Higher corn use is driven by expansion of ethanol production and, to a lesser extent, increases in corn used for starch, high fructose corn syrup, and glucose and dextrose. The recovering housing industry and industrial uses are bolstering corn use for starch. In general, domestic demand for all FSI use categories is set to increase as the economy slowly recovers. Corn sweetener exports to Mexico are expected to slip as sugar output there increases.

Corn use in ethanol production: Corn used to produce fuel ethanol in 2013/14 is projected to recover by 175 million bushels over 2012/13. The expected increase supports a forecast of 4,675 million bushes, 344 million bushels below the record set in 2010/11. The 2013/14 projection implies that 36 percent of expected corn usage will be for ethanol production compared with 40 percent in both 2011/12 and 2012/13.

Despite an expected increase in corn used in ethanol production, a total recovery to previous levels is doubtful in light of several factors. Gasoline consumption is expected to continue its decline from the 133.9 billion gallons currently projected by the Energy Information Administration (EIA) for the 2012/13 corn marketing year.

The expected decline reflects continued increases in vehicle efficiency and declines in miles driven as a result of high gas prices, weak economic recovery, and changing driver demographics. Slow growth in consumer acceptance and availability of higher (15 and 85 percent) blends for flex-fuel vehicles also limits substitution of ethanol for gasoline.

Finally, prospects for expansion in U.S. ethanol exports are limited as sugar cane ethanol production in Brazil — a major trade competitor — ramps up on expectations for a large 2013/14 sugar cane crop.

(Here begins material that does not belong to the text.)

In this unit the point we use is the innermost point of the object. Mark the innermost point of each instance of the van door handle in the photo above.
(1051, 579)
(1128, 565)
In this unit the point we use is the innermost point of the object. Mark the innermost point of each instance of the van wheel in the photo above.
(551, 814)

Corn exports: U.S. corn exports for 2013/14 are projected up 600 million bushels to 1,500 million. Expanded world corn area and production in 2013/14 support continued growth in global corn use. Global corn import demand is expected to jump in 2013/14 due to falling prices, continued economic expansion, and growth in animal feed demand. Expected record production in the United States will boost exportable supplies sharply and improve competitiveness.

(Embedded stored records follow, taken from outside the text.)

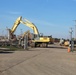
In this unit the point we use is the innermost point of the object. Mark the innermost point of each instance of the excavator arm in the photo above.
(31, 25)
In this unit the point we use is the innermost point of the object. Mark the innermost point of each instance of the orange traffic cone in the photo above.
(69, 49)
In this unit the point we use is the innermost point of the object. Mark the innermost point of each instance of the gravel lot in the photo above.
(38, 61)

Brazil has emerged as a formidable competitor in 2012/13, but its continued export competitiveness will depend mainly on domestic production and demand, infrastructure efficiency, and currency values.

Both Argentina and Ukraine are expected to produce and export substantial volumes once again, remaining strong competitors. China’s import demand is expected to surge as domestic animal feed use expands in the face of sharply lower global corn prices; however, much depends on relative prices and internal policies.

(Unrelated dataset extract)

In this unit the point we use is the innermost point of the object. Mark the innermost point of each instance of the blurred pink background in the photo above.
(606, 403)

Corn ending stocks and farm prices: Corn ending stocks for 2013/14 are projected at 2,177 million bushels, more than triple the 2012/13 forecast. While use approaches the record high levels of 2009/10 and 2010/11, strong global competition limits the expansion in exports allowing stocks to rebuild rapidly.

The stocks-to-use ratio is projected at 16.7 percent, nearly 3 times higher than the 5.6 percent expected in 2012/13. Abundant stocks in the U.S. and other major exporting countries put substantial downward pressure on corn prices in 2013/14.

Favorable forward pricing opportunities are expected to provide some support for prices received by producers early in the 2013/14 marketing year, but harvest time cash prices are expected to fall to near $4 per bushel.

The season-average farm price is projected at $4.80 per bushel, down $2.40 from the midpoint of the record high projected range for 2012/13.

Soybean supply, demand, and price outlook for 2013/14

Soybean supplies: Soybean supplies for 2013/14 are projected at 3,545 million bushels, up 11 percent from 2012/13 as larger soybean production more than offsets lower beginning stocks and projected imports.

Soybean production is projected 13 percent higher at 3,405 million bushels mostly reflecting yield gains above last year’s drought-reduced level. Soybean plantings are projected slightly above last year as cotton plantings decline and opportunities for double-cropping increase in several of the SRW wheat states.

With normal abandonment, soybean harvested acreage is projected at 76.6 million acres, up 0.5 million from 2012.

The national average soybean yield is projected at 44.5 bushels per acre, up 4.9 bushels from last year’s drought-reduced level. The trend projection is based on a weather-adjusted yield model that accounts for temperature and rainfall during the growing season.